Are the shoe box files metaphorical or real? Given my weak memory and computer skills, they have to be real. But I know that ACW readers are a suspicious lot, so I have asked Jeffrey to accompany this post with a picture of my shoe box collection.

This week’s entry comes from my 4X6 cards on deterrence and strategic sufficiency. The Obama administration is now in the process of defining this term and attaching numbers to it. But when the enterprise called arms control first took shape, strategic superiority, not sufficiency, was a talking point. The Kennedy administration, for example, argued that by supporting the Limited Test Ban Treaty, Senators would be affirming U.S. strategic superiority.

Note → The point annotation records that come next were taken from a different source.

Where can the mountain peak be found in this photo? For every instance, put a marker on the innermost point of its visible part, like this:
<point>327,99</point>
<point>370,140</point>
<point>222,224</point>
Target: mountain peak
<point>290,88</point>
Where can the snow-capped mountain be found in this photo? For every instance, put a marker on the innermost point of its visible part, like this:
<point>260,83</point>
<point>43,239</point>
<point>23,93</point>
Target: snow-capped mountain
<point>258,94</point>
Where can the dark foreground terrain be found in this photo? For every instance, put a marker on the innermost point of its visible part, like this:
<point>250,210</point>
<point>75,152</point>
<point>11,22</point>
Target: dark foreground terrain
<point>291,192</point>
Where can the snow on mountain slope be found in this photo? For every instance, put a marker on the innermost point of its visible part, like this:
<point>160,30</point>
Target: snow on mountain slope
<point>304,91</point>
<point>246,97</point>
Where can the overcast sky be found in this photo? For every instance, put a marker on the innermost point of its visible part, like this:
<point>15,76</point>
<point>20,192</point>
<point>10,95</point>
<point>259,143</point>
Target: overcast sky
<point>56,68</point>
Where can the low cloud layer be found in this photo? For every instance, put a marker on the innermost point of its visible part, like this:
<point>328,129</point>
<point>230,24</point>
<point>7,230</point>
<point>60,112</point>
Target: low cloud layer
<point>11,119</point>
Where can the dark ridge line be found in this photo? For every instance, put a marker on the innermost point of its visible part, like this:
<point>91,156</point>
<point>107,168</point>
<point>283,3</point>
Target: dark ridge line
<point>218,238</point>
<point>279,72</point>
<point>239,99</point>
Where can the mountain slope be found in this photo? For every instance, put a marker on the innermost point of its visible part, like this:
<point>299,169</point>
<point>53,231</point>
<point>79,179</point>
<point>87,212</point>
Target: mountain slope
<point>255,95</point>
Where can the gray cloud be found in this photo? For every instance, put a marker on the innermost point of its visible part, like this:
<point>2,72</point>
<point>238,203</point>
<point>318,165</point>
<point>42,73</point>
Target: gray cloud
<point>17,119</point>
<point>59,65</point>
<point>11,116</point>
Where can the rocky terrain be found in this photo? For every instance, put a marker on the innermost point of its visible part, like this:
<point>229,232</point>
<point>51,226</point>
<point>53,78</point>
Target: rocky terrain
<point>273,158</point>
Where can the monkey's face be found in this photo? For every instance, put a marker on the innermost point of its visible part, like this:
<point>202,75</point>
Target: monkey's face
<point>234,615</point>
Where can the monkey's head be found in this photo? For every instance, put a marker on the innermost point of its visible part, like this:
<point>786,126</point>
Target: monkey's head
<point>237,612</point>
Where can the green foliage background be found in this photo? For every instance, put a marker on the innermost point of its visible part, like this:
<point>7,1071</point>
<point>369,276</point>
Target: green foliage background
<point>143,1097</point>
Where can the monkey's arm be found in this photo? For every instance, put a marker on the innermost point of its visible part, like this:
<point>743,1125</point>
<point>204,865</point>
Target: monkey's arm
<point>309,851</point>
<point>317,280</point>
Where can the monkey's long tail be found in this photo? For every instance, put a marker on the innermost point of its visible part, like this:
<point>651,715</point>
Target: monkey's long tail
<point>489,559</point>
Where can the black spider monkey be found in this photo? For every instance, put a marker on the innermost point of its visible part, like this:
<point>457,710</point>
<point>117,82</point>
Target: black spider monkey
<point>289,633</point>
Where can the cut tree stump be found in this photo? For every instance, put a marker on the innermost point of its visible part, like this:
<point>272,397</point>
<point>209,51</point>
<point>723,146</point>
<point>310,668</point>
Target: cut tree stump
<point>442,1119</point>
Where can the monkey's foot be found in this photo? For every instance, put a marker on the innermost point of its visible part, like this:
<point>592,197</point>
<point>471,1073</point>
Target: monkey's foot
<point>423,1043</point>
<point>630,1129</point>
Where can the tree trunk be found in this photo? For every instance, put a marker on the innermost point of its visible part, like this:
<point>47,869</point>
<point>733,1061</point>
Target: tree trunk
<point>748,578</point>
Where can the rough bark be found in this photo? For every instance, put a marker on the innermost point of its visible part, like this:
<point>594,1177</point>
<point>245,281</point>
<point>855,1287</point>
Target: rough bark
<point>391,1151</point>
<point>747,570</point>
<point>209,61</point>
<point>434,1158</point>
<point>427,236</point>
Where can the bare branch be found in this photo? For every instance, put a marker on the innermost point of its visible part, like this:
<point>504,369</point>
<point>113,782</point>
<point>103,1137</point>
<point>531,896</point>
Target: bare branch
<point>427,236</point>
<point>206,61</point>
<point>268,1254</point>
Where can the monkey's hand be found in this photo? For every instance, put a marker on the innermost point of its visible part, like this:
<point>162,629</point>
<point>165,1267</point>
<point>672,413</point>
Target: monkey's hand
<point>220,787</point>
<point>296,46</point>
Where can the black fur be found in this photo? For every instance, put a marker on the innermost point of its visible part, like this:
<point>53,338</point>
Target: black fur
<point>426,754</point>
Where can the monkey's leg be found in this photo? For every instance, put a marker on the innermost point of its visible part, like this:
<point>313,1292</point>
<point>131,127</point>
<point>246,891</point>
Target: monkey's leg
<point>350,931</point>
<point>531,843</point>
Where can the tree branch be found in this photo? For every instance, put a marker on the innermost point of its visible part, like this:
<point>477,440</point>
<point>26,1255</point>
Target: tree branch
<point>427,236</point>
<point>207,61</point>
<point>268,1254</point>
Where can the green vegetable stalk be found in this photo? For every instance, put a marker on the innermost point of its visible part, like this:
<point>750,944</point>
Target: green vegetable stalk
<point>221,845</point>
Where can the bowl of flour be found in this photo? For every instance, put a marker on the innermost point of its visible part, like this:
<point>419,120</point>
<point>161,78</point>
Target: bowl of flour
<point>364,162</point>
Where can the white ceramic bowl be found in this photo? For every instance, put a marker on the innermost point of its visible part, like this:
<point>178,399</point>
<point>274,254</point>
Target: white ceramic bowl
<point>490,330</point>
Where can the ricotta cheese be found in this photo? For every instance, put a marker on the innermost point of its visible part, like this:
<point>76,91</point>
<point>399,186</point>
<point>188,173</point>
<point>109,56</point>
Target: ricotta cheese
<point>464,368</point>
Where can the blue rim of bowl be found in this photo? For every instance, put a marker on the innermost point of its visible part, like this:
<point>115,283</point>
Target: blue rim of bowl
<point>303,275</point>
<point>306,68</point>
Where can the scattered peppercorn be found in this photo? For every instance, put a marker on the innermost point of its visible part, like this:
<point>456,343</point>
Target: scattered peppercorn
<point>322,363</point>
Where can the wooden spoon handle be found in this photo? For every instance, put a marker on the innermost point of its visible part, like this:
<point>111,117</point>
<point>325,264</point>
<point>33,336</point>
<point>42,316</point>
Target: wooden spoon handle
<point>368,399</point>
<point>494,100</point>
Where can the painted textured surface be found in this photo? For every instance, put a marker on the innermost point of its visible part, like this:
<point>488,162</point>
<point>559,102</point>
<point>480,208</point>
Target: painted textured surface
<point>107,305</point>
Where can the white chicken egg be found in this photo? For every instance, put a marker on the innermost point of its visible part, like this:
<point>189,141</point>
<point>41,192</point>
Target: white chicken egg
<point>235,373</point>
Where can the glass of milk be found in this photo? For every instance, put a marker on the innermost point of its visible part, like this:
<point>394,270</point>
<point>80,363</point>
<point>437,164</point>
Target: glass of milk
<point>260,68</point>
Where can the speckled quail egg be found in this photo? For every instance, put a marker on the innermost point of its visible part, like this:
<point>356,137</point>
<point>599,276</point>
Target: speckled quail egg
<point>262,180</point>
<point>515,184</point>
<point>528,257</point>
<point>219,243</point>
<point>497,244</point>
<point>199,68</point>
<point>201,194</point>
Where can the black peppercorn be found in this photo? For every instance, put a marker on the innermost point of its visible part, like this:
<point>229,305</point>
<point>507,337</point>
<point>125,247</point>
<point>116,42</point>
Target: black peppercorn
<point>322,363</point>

The Nixon administration could not use this argument when it was about to negotiate limits on strategic offenses and missile defenses. The Soviet Union was engaged in a significant buildup, and neither superpower could acquiesce to the other’s strategic superiority. One precondition for success in the upcoming strategic arms limitation talks was, therefore, that both superpowers accept the notion of parity and disavow the objective of strategic superiority. But definitions of parity would become highly contentious and the nominal acceptance of parity certainly did not preclude advantageous moves. The SALT negotiations were therefore repeatedly bedeviled by fears in Washington and Moscow of falling behind in the strategic competition. (Raymond Garthoff wrote the definitive account of these negotiations — Détente and Confrontation — which aspiring wonks are required to plow through. Lawrence Freedman’s The Evolution of Nuclear Strategy is also required reading.)

NSDM 16, Criteria for Strategic Sufficiency issued on June 24, 1969, laid out the Nixon’s administration’s planning requirements for strategic sufficiency in the following way:

1. Maintain high confidence that our second strike capability is sufficient to deter an all-out surprise attack on our strategic forces.

2. Maintain forces to insure that the Soviet Union would have no incentive to strike the United States first in a crisis.

3. Maintain the capability to deny to the Soviet Union the ability to cause significantly more deaths and industrial damage in the United States in a nuclear war than they themselves would suffer.

4. Deploy defenses which limit damage from small attacks or accidental launches to a low level.

In February 1971, President Nixon provided the public rationale for his administration’s pursuit of strategic sufficiency:

In its narrow military sense, it means enough force to inflict a level of damage on a potential aggressor sufficient to deter him from attacking… In its broader political sense, sufficiency means the maintenance of forces adequate to prevent us and our allies from being coerced.

When asked about strategic sufficiency, David Packard, who served as Deputy Secretary of Defense in the Nixon administration, candidly responded, “It’s a good word to use in a speech. Beyond that, it doesn’t mean a God-damned thing.”

Some of my other favorite one-liners about deterrence and sufficiency follow.

[Deterrence] does not depend on whether we can defeat Russia; to be successful it need only prevent the Russians from expecting to defeat us.

Arnold Wolfers

When dealing with the absolute weapon, arguments based on relative advantage lose their point.”

William T.R. Fox

There is not much solace in raising the enemy’s requirements if he is still able to meet them.

Bernard Brodie

While a triad ought to lead to fewer total weapons than either a dyad or a single system, instead it seems to lead to three times as many.”

Herbert York

What is the sense in developing a weapon that can destroy a city twice over?”

Henry Kissinger

I have difficulty with the idea that deterrence of nuclear war somehow is improved by increasing the ability to fight a nuclear war.

Paul Warnke

I vaguely remember another quote from Arleigh Burke, to the effect that gunslingers in the wild west did not walk around with three six shooters; two were sufficient. But I can’t find it in my shoe boxes. If anyone out there can find the exact quote, please post it. Other one-liners on sufficiency are hereby solicited.